The selfish princess continues to thrive.

It’s school break time for Princess Mia, but between her duties as a member of the royal family and her need to continue the machinations meant to save her head, there’s little rest to be had. Mia’s future diary still predicts doom, so her laziness will have to wait; there are grain deals to be made and peaceful solutions to territorial disputes and would-be revolutions to be grabbed at. There is also a gentleman love Mia must ensure makes it to his own adulthood, as it turns out that her efforts to save her skin have resulted in endangerment to her adored Prince Abel. It’s all an awful lot of work for someone like Mia, so it’s a good thing everyone around her is deluded enough about her true nature that she can largely get them to help her achieve her own ends. That she manages to cap a largely triumphant volume with a likely ill-advised snubbing of a noble tea party is Mia at her most Mia.
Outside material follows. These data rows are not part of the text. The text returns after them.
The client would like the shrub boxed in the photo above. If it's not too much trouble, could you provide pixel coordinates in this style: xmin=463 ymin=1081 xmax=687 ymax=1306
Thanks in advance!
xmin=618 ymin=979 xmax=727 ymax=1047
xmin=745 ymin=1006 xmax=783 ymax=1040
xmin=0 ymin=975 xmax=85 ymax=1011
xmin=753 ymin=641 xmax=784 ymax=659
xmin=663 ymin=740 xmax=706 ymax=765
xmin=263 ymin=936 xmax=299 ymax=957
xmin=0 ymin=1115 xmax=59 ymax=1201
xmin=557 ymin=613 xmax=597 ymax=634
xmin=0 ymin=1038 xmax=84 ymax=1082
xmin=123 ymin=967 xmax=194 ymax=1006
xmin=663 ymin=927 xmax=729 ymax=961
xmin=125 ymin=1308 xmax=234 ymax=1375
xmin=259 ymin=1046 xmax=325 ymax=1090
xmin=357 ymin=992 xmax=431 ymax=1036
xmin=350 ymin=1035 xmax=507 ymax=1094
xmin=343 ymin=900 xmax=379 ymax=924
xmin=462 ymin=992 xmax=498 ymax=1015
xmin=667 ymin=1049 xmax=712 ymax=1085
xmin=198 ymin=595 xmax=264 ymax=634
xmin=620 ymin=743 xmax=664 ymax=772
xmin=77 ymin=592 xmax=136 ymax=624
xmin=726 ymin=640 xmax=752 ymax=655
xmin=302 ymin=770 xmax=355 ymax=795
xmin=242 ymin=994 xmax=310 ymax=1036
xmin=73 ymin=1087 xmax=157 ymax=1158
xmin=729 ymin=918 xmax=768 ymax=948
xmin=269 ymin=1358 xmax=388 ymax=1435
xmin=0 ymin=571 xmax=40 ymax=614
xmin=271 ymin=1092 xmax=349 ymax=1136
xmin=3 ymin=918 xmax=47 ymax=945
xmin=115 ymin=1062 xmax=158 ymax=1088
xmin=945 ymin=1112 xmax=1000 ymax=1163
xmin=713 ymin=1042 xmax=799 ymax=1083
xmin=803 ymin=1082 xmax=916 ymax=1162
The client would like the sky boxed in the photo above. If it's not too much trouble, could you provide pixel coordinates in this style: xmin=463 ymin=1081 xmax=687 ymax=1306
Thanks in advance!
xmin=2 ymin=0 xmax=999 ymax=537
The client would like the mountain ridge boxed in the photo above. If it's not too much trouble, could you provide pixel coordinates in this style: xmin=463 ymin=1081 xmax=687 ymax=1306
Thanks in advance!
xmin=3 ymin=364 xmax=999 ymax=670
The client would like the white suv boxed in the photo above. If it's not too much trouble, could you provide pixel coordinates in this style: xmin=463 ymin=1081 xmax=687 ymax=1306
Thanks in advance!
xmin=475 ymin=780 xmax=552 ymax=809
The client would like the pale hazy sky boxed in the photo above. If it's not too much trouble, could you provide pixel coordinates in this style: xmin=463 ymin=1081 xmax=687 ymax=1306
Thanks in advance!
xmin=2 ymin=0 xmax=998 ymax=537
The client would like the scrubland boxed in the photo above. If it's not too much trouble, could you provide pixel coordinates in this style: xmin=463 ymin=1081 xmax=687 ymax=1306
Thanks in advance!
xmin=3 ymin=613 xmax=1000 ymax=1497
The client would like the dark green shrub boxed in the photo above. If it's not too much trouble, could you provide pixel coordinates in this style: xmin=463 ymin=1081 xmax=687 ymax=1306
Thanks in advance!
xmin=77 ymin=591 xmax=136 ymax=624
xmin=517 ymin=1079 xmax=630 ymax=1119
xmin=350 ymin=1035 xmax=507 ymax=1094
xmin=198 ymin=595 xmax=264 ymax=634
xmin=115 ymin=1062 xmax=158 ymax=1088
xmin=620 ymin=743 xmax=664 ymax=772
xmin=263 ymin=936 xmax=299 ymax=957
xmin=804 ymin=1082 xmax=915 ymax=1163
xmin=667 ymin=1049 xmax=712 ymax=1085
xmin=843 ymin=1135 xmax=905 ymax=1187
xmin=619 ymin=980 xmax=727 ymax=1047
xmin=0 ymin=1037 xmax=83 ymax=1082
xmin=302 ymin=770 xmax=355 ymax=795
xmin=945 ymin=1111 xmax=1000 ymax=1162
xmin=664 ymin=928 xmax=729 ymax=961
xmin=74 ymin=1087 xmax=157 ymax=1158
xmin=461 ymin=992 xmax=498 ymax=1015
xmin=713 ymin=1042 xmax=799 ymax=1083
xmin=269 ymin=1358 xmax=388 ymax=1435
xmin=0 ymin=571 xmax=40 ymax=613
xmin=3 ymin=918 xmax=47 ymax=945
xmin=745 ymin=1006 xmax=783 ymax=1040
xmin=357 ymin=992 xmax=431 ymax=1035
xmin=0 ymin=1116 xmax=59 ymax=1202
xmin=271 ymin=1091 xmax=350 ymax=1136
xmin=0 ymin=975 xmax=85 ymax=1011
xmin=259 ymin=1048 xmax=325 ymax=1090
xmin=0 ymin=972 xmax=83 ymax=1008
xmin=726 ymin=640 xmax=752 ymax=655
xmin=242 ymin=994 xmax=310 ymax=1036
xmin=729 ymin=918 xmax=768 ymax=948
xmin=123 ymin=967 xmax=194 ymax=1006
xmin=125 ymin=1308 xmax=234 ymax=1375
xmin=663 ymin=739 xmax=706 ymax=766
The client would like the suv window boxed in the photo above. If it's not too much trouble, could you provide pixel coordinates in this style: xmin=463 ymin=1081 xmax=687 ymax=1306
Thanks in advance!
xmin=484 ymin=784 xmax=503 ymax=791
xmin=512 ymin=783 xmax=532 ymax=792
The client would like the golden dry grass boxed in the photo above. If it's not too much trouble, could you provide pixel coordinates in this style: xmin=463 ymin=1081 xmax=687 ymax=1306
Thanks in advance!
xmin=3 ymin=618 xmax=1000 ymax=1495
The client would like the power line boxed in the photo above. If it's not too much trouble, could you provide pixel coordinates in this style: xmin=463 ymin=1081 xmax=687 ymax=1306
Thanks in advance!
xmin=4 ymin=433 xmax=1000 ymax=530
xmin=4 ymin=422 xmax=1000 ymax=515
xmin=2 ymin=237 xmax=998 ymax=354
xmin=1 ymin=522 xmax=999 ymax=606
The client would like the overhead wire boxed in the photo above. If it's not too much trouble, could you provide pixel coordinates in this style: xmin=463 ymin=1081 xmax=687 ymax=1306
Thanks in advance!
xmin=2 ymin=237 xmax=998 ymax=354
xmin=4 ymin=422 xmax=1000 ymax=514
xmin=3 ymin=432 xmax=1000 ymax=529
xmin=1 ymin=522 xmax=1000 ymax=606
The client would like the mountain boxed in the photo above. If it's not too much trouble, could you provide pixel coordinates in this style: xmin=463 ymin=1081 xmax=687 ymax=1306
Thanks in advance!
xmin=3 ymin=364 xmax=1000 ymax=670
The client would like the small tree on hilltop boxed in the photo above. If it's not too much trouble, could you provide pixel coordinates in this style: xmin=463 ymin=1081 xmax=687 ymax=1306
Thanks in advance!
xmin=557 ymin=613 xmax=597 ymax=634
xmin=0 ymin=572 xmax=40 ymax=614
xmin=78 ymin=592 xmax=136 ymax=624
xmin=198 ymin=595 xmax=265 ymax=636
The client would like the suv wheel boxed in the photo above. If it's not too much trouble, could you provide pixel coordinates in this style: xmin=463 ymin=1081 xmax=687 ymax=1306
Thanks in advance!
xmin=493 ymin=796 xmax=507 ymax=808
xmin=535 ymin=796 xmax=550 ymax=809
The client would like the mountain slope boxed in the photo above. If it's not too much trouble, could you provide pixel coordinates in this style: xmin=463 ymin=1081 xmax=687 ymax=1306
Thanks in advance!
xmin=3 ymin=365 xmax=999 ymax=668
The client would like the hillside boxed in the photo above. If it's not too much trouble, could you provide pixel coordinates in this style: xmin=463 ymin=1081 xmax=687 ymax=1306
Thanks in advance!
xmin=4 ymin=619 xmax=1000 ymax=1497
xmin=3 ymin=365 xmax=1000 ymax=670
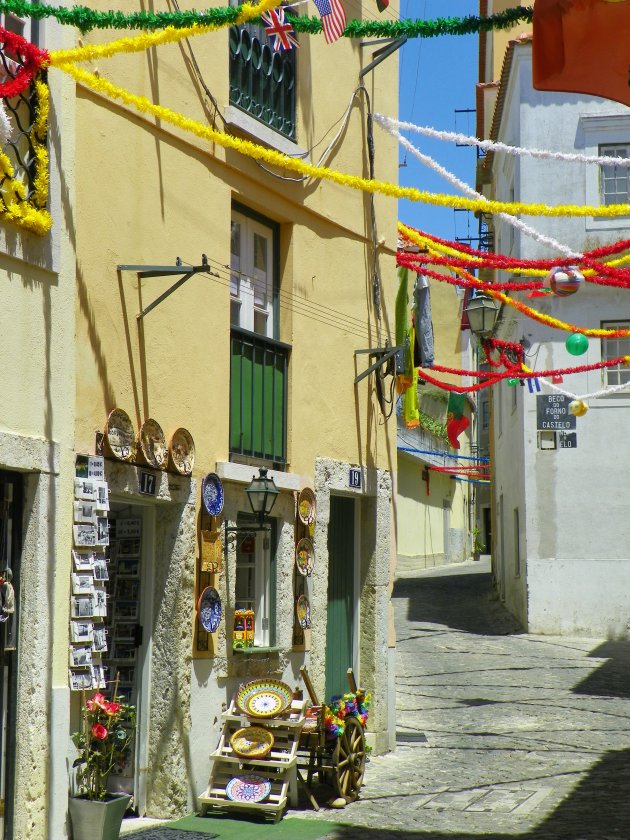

As much as I enjoyed the first volume of Tearmoon Empire, the story overall absolutely ups its game here, particularly regarding political intrigue, although I wish it was willing to give Mia a little more credit than Mia is willing to grant herself. Mia is very much dedicated to avoiding a repeat date with the guillotine, but its also become clear that even if she doesn’t always do a great job with planning the details, she’s got the wherewithal to ensure she’s got the right people on hand to assume she has and carry it out anyway. And Mia, somewhat grudgingly, admits toward the end of the volume that she’s come to truly care about the people around her, many of whom were involved in her demise in her first time through life. It’s a shock for someone who is happily dedicated to the idea of herself as a selfish person.

But while this is a story primarily about its heroine’s growth as a person, the glimpse we get of Prince Sion’s own growth this volume is pretty intriguing, as he’s forced to come face-to-face with the fact that his sense of justice and righteousness may be as much about his own ego as it is about a genuine desire to do good. Tied in with this is a more general idea about second chances and forgiveness, and of people having the graciousness to allow others to have them.

I mentioned in my review of the first volume that I thought translator and editor David Teng and Hannah N. Carter made for a good team, and that’s still the case here. It isn’t unusual, it seems, for J-Novel Club to swap out translators mid-series, so I am hoping that will not prove the case here.

I am avidly looking forward to the third volume, and also hoping fervently that it won’t be as long a wait as it was between the first and second volumes. There’s still some intrigue that hasn’t been entirely solved, and I am eager to spend more time with Mia and her cohort. I am also curious to see how things shake out with the nobles Mia irks at the end of the book, as I can’t imagine they’ll settle down easily after their tooth-gnashing.